C’est dans le quartier de Hammersmith, haut lieu de la culture populaire que Jehro pose ses valises et se lance à corps perdu dans son art. Certes, les conditions ont spartiates puisqu’il vit dans un squat d’artistes, mais Jehro n’en a cure, plongé qu’il est dans une effervescence créatrice qui lui fait oublier la faim et le froid.
Au milieu de musiciens espagnols et jamaïcains, Jehro perfectionne son jeu de guitare en reprenant les standards de la pop et s’émancipe peu à peu de sa langue natale en prêtant la voix aux textes de Bob Marley qu’il reprend dans le métro londonien et se prend d’affection pour le reggae, sa spiritualité et ses racines. Mais les conditions ne s’améliorant pas, Jehro rentre en France et s’installe dans un petit hôtel parisien situé rue Marcadet dans le 18ème,un endroit où il retrouve quelque peu la chaleur et la mixité de Hammersmith. Sa nouvelle source d’inspiration, c’est Pigalle, Montmartre, Belleville, autant d’endroits où les nuits sont plutôt courtes, les bars enfumés et où les filles se laissent aller sur la piste .
Bref, un terrain fertile jonché de rencontres, d’émotions qui va accoucher de « L’arbre et le Fruit », un album sorti chez Chrysalis/Emi en 1999 sous son vrai nom, Jérôme Cotta. Un premier opus très bien accueilli et qui lui valut un véritable succès d’estime en France,sans vraiment le placer dans la cour des grands. Car heureusement ou malheureusement, Jérôme,faute de soutien structurel, a toujours la tête dans les étoiles et continue de jammer dans les radios, les soirées entre amis et les bonnes bouteilles de Bordeaux.

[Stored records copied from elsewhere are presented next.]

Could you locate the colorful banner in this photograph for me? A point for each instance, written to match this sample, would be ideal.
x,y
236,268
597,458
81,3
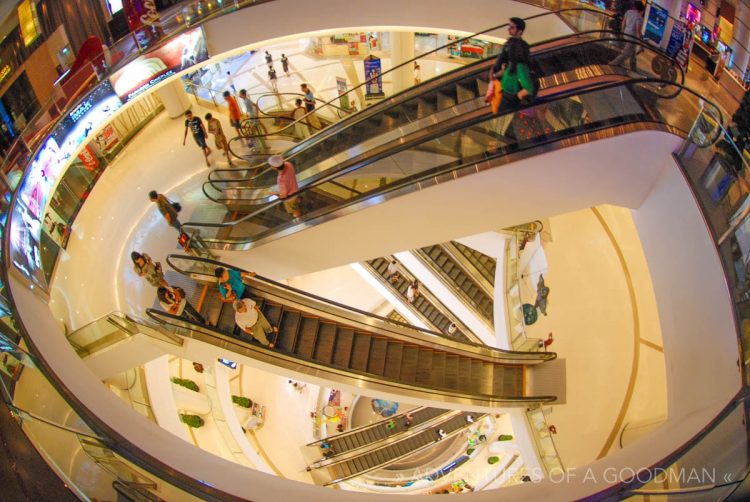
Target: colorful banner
x,y
343,97
46,169
153,67
373,77
656,23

A ses heures perdues, il jamme dans le studio de deux nouveaux camarades rencontrés dans sa cour d’immeuble : Christian Brun et Richard Minier. Patrons du team Marathonians-Superfruit, les sus-nommés vont épauler Jérôme et lui offrir la possibilité de développer un nouveau style musical qui va accoucher de en 2003 de « A Tropical Soul », un album aux tonalités indo-électro matinées de Calypso à la sauce pop.
Ce projet abouti, Jérôme se fait quelque peu oublier et retourne chez lui dans le sud, et là, au milieu des terres ocre et rouge, naît la première mélodie d’un projet d’album chanté en anglais qui sort en 2006. « Jehro », c’est son nom, restera à nos yeux l’album de la césure tant dans le contenu que la forme, mais aussi parce qu’il constitue l’acte de naissance d’un Jehro décidé à faire définitivement le break et passer du statut d’artiste estimé à celui d’artiste reconnu. On retrouve dans cette livraison l’amour éternel de Jehro pour les Caraïbes et ses rythmes que sont le reggae, le calypso ou la parangue, mais aussi l’émotion que lui procurent les gens simples dont il raconte les histoires avec des textes co-écrits avec Jake Bailey. Un album tout aussi bien accueilli que le premier puisqu’il est même nommé au Prix Constantin sans toutefois l’emporter.
En 2011, Jehro va enrichir sa discographie avec « Cantina Paradise », un magnifique appel à la fraternité qui lui vaudra en 2012 une Victoire de la musique dans la catégorie « musiques du monde » S’ensuivra l’album « Bohemians Soul Songs », une merveille ciselée avec ses amis de toujours et qui lui vaut désormais de figurer en bonne place sur l’échiquier de la musique.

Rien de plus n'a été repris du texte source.